Environmental campaigners continued on Tuesday (Jan 17) to celebrate a decision by BASF, the German chemicals conglomerate, to abandon development of genetically modified crops for Europe, shifting its divisional headquarters to the US.
The move from the developer of the Amflora potato, one of two GM crops approved in Europe, followed French government confirmation on Friday (Jan 13) that it would maintain a ban on sowing the other, a Monsanto corn variety, despite the curbs being ruled illegal by Paris and Strasbourg courts.
However, a third front, which has particular momentum in Germany, against soy imports looks "impracticable" and "unrealistic", USDA attaches in Berlin said.
"Despite a professional and well-organised anti-soy campaign", the Green party activists spearheading the movement "face a number of economic and agronomic challenges" to securing production of alternative plant proteins, the attaches said.
Germany's Green party - support for which topped 20% in the wake of Japan's Fukushima nuclear disaster, and which are viewed as a natural coalition partner by the Social Democratic party, the main opposition has urged a ban on soy imports on grounds that growing the oilseed encourages deforestation and involves exploitation of small farmers, besides use of biotech seed.
GM varieties account for the vast majority of soy sowings in major growing, and exporting, countries such as Brazil and the US.
Martin Haeusling, the German Green party member of the European parliament, has decried plant protein imports as "land grabbing with knives and forks", calling for extra taxes for biotech soy imports, and for Europe to rely on its own supplies of the oilseed or alternative crops.
Pulses including fava beans, field peas and sweet lupins have been proposed as alternatives in animal feed.
However, for livestock farmers to rely on such crops would not just hurt profitability.
"Perhaps the most important obstacle is the scale of production needed to meet protein feed demand in Germany," the attaches said in a report.
"Reaching anything near self-sufficiency would require radical changes in policy, major disruptions to established cropping practices, and shortages of displaced crops."
Replacing the 4.5 million tonnes of soy that Germany's livestock consume a year would require, in the case of fava beans, some 7.9 million tonnes requiring 2.5 million hectares of crop, or 19% of the country's arable area.

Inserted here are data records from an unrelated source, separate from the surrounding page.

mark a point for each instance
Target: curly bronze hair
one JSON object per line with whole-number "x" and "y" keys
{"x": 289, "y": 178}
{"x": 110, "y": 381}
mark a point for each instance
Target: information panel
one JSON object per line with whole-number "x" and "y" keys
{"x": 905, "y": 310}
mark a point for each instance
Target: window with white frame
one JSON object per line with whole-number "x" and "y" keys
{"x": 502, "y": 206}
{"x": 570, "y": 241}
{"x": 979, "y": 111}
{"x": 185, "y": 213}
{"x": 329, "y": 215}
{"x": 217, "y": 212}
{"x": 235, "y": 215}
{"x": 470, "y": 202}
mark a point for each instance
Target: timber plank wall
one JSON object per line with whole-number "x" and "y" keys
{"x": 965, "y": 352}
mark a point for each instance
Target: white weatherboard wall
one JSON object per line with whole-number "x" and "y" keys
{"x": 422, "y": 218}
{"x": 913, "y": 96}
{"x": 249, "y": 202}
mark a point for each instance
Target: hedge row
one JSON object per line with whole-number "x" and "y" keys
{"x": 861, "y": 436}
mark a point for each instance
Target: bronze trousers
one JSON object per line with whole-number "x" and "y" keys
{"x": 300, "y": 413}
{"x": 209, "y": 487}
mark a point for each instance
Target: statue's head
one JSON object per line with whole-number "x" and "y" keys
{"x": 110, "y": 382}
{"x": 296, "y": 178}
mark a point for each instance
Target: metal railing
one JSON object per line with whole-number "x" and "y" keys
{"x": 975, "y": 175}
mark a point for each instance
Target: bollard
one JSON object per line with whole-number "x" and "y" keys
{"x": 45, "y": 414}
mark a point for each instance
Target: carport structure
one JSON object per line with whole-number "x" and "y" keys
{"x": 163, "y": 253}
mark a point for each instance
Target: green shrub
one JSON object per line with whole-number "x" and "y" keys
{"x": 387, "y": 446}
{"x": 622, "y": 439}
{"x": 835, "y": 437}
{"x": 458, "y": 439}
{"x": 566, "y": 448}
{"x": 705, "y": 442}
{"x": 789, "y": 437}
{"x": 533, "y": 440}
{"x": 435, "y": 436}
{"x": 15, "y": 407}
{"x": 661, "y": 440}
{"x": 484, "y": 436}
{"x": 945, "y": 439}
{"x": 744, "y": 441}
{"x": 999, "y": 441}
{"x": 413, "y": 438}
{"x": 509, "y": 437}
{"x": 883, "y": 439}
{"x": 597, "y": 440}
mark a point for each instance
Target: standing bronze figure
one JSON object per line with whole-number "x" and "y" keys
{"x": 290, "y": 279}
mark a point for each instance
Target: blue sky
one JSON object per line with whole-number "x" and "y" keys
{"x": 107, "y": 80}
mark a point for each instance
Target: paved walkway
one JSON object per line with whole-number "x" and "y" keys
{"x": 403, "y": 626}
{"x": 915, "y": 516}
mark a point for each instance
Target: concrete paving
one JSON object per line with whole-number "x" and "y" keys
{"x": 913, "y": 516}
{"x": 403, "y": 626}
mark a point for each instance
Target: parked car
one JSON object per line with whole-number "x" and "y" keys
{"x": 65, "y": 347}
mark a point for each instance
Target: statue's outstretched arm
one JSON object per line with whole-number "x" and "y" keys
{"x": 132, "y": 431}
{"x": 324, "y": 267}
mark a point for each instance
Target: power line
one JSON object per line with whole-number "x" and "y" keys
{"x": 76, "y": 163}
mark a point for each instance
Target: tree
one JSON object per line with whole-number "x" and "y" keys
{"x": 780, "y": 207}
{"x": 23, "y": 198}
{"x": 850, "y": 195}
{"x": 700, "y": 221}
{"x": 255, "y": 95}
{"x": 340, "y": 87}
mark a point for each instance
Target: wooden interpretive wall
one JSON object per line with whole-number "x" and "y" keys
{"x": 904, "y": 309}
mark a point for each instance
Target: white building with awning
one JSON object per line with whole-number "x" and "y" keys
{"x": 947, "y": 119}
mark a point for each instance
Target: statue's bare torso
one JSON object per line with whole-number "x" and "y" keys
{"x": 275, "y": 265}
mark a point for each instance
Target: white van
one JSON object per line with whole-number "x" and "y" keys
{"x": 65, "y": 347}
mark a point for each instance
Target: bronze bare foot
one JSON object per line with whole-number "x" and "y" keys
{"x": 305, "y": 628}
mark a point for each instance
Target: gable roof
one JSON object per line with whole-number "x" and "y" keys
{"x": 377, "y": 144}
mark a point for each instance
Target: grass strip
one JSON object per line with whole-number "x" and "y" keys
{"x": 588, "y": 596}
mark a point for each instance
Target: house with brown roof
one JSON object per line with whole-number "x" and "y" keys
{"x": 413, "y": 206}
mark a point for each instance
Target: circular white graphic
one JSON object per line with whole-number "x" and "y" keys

Replacement with sweet lupins would require planting on 37% of German cropping area.
"Pulses currently make up less than 1% of arable land in Germany," the report said.
Even if farmers were willing to give up more profitable alternatives, such as rapeseed and wheat, best agricultural practice requires keeping four years between pulse crops, creating a ceiling of 20% on seedings.
"It would be impracticable for Germany to produce enough plant protein to meet domestic demand."